De camera is niet stofbestendig, spatbestendig of
waterbestendig.
Gebruik de camera niet op plaatsen met veel stof of zand,
of waar er water op de camera kan komen.
●
Gebruik de camera niet onder de volgende omstandigheden,
die het risico meebrengen dat er zand, water of andere
materialen in de camera kunnen komen via de openingen
rond de toetsen of de lens. Wees uiterst voorzichtig hiermee,
want dergelijke omstandigheden kunnen de camera
beschadigen, mogelijk zelfs onherstelbaar.
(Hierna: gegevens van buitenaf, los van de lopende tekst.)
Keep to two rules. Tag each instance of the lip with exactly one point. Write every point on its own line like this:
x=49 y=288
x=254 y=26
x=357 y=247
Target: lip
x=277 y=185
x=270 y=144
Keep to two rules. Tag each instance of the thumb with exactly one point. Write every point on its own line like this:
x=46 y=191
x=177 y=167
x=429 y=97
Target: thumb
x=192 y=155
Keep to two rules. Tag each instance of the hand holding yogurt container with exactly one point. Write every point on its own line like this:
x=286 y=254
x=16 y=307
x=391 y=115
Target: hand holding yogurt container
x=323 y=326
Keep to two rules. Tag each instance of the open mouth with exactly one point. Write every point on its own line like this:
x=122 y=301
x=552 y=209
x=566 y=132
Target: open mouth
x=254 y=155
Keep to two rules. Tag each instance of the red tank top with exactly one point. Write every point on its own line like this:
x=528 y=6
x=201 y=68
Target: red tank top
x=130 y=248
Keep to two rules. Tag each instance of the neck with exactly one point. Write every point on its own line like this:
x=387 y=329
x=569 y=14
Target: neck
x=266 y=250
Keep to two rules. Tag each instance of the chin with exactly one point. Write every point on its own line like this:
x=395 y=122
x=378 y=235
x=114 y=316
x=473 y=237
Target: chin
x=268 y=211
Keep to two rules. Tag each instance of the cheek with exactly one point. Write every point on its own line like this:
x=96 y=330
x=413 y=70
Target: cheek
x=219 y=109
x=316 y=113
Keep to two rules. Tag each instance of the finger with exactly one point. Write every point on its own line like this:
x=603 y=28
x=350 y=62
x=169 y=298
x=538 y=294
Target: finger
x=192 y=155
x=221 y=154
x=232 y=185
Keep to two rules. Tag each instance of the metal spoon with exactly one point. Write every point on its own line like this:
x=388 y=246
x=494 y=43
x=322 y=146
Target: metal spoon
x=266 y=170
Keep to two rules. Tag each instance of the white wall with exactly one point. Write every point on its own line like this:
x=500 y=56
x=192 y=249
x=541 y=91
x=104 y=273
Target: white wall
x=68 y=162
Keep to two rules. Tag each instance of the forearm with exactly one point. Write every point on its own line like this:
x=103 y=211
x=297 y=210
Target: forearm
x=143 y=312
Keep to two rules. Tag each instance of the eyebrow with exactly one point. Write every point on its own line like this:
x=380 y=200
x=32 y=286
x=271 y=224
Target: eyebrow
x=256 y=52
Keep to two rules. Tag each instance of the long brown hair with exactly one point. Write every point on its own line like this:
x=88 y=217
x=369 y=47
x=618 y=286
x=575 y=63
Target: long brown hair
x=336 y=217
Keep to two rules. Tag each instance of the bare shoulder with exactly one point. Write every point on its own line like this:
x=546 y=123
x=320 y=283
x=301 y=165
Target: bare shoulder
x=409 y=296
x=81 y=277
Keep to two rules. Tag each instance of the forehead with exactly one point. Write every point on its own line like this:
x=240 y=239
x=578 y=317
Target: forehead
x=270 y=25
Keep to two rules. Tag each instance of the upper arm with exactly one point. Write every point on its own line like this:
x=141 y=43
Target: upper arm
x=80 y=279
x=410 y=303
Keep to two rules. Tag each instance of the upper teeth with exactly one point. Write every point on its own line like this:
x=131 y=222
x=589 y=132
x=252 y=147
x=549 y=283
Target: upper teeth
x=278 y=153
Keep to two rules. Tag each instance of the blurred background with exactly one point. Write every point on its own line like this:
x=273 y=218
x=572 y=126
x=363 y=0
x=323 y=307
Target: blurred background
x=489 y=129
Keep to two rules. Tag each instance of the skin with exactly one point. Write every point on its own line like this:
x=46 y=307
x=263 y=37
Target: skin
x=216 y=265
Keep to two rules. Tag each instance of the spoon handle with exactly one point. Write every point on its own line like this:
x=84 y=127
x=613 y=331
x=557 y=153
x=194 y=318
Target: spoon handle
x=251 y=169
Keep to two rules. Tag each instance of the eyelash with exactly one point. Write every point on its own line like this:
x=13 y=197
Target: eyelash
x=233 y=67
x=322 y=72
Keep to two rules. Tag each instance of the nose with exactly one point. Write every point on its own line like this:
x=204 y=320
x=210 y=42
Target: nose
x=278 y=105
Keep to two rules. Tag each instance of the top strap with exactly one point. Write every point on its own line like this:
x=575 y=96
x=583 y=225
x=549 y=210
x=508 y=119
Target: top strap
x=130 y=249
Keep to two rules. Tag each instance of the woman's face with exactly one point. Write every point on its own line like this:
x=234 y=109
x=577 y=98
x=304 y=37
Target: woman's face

• Plaatsen met erg veel stof of stuifzand
• In de regen of aan de waterkant, waar er water op de
camera kan spatten
■
Condensatie (wanneer de lens, het lcd-scherm of de zoeker beslaat)
●
Als de camera wordt blootgesteld aan plotselinge wisselingen in
temperatuur of vochtigheid, kan er vocht in de camera condenseren. Mijd
dergelijke omstandigheden, want die kunnen de lens, het lcd-scherm of de
zoeker bevuilen, schimmelgroei veroorzaken of de camera beschadigen.
●
Als er vocht in de camera is gecondenseerd, schakelt u het toestel uit en
wacht u ongeveer twee uur voordat u de camera weer gebruikt. Wanneer
de camera eenmaal op omgevingstemperatuur is gekomen, zal de condens
vanzelf verdwijnen.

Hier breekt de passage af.